На второе лето в некоторых юртах меня угощали не только традиционной едой, но и рыбными и овощными консервами, которые месяцами хранили для этой цели, и не только моя «матушка Балсын», которая приняла меня как дочь, но и некоторые другие женщины пекли для меня в казанах на очаге хлеб наподобие лепешек, так как хотели угостить чем-то привычным для меня. Случалось, что кто-нибудь клал мне горстку лесных ягод на тетрадку, когда я, сидя за юртой, вносила в нее дополнения к моим записям, или маленькие мальчики приносили, нанизав на ивовый прут, пойманных ими в р. Хомду рыб — и все потому, что распространился слух, что у нас в далеком «Германе» едят иначе: гораздо меньше, чем здесь, мяса, зато много овощей. Когда я приехала в Цэнгэл в 1969 г., в нашу юрту пришел старик, от которого раньше я записала множество загадок и пословиц. Поздоровавшись со мной так, как полагается старикам, и «поцеловав» меня, он сказал со слезами: «Ах, дитя мое! Мне уже семьдесят лет, и не думал уж я, что еще тебя увижу!» Для моих тувинских друзей было большой радостью, что я, вернувшись через тринадцать лет, привезла с собой сына, и тут оказалось, что есть уже несколько детей, носящих мое имя.
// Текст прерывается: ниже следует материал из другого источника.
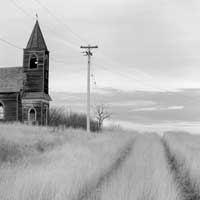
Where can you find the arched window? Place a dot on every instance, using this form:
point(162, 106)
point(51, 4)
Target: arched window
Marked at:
point(32, 115)
point(46, 62)
point(1, 111)
point(33, 62)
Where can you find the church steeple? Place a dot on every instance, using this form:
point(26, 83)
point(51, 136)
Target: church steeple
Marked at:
point(36, 41)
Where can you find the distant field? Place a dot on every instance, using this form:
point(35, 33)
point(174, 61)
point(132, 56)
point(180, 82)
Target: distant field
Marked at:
point(40, 164)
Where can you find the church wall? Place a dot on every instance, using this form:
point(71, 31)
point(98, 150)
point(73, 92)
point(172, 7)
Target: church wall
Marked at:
point(34, 77)
point(9, 101)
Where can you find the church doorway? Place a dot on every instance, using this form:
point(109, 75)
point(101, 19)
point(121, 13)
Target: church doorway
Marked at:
point(32, 116)
point(1, 111)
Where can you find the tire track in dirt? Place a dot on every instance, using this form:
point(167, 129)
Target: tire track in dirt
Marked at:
point(181, 177)
point(90, 192)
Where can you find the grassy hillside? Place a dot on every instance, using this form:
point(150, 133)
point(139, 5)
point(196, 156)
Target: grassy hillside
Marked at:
point(39, 164)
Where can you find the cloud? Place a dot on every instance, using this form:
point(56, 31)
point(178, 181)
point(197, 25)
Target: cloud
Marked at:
point(140, 106)
point(159, 108)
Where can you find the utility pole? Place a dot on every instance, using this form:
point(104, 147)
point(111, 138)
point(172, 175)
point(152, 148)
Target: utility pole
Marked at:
point(88, 53)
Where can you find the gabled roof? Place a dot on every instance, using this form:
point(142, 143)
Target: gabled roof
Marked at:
point(11, 79)
point(36, 40)
point(36, 95)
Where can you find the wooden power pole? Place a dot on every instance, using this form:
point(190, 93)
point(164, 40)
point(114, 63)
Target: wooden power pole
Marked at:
point(88, 53)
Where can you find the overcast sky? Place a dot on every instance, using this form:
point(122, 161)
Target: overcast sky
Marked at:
point(150, 46)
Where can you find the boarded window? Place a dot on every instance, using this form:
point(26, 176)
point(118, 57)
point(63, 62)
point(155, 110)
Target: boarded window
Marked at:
point(1, 111)
point(33, 62)
point(32, 115)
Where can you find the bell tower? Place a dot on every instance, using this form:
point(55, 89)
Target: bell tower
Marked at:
point(35, 98)
point(36, 62)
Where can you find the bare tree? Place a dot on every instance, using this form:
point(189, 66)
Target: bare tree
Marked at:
point(101, 114)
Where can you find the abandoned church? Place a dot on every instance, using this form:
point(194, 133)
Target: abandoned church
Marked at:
point(24, 91)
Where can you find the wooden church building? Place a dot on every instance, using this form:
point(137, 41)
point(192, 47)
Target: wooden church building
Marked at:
point(24, 91)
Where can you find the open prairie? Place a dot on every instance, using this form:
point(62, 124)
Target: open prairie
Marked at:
point(38, 163)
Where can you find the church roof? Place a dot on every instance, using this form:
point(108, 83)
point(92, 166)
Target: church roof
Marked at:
point(36, 95)
point(11, 79)
point(36, 40)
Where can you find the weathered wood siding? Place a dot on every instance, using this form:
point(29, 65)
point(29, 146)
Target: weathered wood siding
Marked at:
point(39, 107)
point(46, 73)
point(34, 77)
point(10, 106)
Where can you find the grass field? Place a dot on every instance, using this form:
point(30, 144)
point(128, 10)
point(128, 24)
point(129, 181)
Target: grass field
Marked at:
point(38, 163)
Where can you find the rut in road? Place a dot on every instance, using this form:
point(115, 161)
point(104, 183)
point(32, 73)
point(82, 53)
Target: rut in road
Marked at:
point(144, 175)
point(181, 176)
point(87, 192)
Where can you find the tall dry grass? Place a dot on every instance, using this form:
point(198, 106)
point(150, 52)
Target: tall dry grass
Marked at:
point(71, 164)
point(184, 150)
point(145, 175)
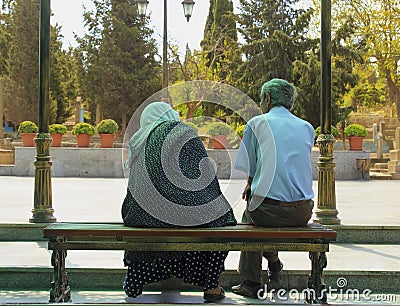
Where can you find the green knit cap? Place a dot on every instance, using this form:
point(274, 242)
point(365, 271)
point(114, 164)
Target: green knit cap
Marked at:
point(282, 93)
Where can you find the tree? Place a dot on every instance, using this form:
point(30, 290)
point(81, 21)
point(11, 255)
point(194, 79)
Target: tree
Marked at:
point(275, 35)
point(220, 47)
point(306, 75)
point(5, 38)
point(118, 56)
point(59, 73)
point(23, 66)
point(22, 93)
point(377, 22)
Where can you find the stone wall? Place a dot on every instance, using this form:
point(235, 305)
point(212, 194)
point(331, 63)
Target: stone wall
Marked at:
point(107, 163)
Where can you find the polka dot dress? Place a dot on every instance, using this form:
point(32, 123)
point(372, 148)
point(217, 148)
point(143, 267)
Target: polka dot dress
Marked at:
point(196, 268)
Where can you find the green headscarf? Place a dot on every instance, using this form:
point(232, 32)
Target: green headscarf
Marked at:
point(282, 93)
point(153, 115)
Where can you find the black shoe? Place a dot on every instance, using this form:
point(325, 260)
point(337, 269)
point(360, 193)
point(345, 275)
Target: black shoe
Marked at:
point(211, 298)
point(275, 271)
point(246, 290)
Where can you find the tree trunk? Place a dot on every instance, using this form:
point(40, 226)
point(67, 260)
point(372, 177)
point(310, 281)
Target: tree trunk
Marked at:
point(123, 125)
point(191, 109)
point(394, 93)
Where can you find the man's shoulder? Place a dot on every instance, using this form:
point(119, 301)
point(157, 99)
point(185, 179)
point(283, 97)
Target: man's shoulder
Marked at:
point(256, 119)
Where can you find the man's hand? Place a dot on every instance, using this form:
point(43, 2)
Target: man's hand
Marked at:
point(246, 192)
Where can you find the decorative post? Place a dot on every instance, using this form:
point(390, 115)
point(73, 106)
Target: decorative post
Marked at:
point(326, 211)
point(43, 210)
point(1, 108)
point(165, 94)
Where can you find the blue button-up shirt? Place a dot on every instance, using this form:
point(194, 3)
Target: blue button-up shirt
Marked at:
point(276, 152)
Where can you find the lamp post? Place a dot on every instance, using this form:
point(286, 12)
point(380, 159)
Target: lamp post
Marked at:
point(43, 210)
point(326, 211)
point(187, 10)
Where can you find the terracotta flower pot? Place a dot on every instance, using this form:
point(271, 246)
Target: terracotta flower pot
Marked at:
point(56, 140)
point(83, 140)
point(219, 142)
point(355, 143)
point(107, 140)
point(27, 139)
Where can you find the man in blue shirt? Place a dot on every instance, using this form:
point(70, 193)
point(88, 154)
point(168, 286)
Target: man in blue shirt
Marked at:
point(275, 154)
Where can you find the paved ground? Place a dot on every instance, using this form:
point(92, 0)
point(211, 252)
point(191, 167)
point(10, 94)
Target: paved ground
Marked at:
point(93, 199)
point(84, 199)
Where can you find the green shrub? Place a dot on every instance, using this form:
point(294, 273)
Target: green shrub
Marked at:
point(218, 128)
point(57, 128)
point(355, 130)
point(107, 126)
point(83, 128)
point(240, 130)
point(334, 131)
point(195, 127)
point(28, 127)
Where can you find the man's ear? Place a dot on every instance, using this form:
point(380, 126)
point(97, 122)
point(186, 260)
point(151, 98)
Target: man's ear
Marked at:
point(265, 102)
Уже в 1966 г. именем «Эрика» назвали мальчика, родившегося в наше отсутствие. И когда я через несколько дней после нашего возвращения намекнула на то, что мое имя — женское и мальчика лучше бы назвать Эрик или Эрих, его бабушка, давшая ему имя, сказала, что безразлично, какое оно — мужское или женское, «главное, чтобы у него было твое имя». В 1985 г. я встретила еще одного старика, который напомнил своей жене: «Это та самая желтая девчушка из аила Шыныкбая, которая приходила тогда в нашу юрту». Во время всех моих приездов, кроме 1985 г., я жила с тувинцами в их юртах, выполняла многие неизбежные ежедневные работы, не страшась непривычного, деля с ними их быт, их радости и трудности. Таким образом я искала и нашла непосредственную близость с местными жителями, и тувинцы Цэнгэла приняли меня. И можно ли было желать лучших предпосылок для работы?

В 1966 г. мы начали искать непосредственный контакт с двадцатью указанными нам сказителями. За время нашего пребывания в Цэнгэле число их возросло до двадцати семи, но вследствие нашей зависимости от электрического тока мы сосредоточились сначала только на тех, кто жил в то лето в центре Цэнгэла или в непосредственной близости от него. Обычно мы ехали верхом к юрте рассказчика или туда, где он в то время находился, прихватив с собой обычные подарки — сладости из ГДР для детей, кое-какие полезные мелочи для взрослых, нюхательный табак для стариков, — чтобы познакомиться, намекнуть о цели нашего прибытия и только потом наконец высказать нашу просьбу.

Мы делали себе заметки об их репертуаре и старались побудить их исполнить что-нибудь из него и по возможности договориться о времени встречи. В мои последующие приезды, когда со мной был магнитофон с питанием от батареек, мы уже могли вести записи сразу на месте, что, конечно, было намного благоприятнее.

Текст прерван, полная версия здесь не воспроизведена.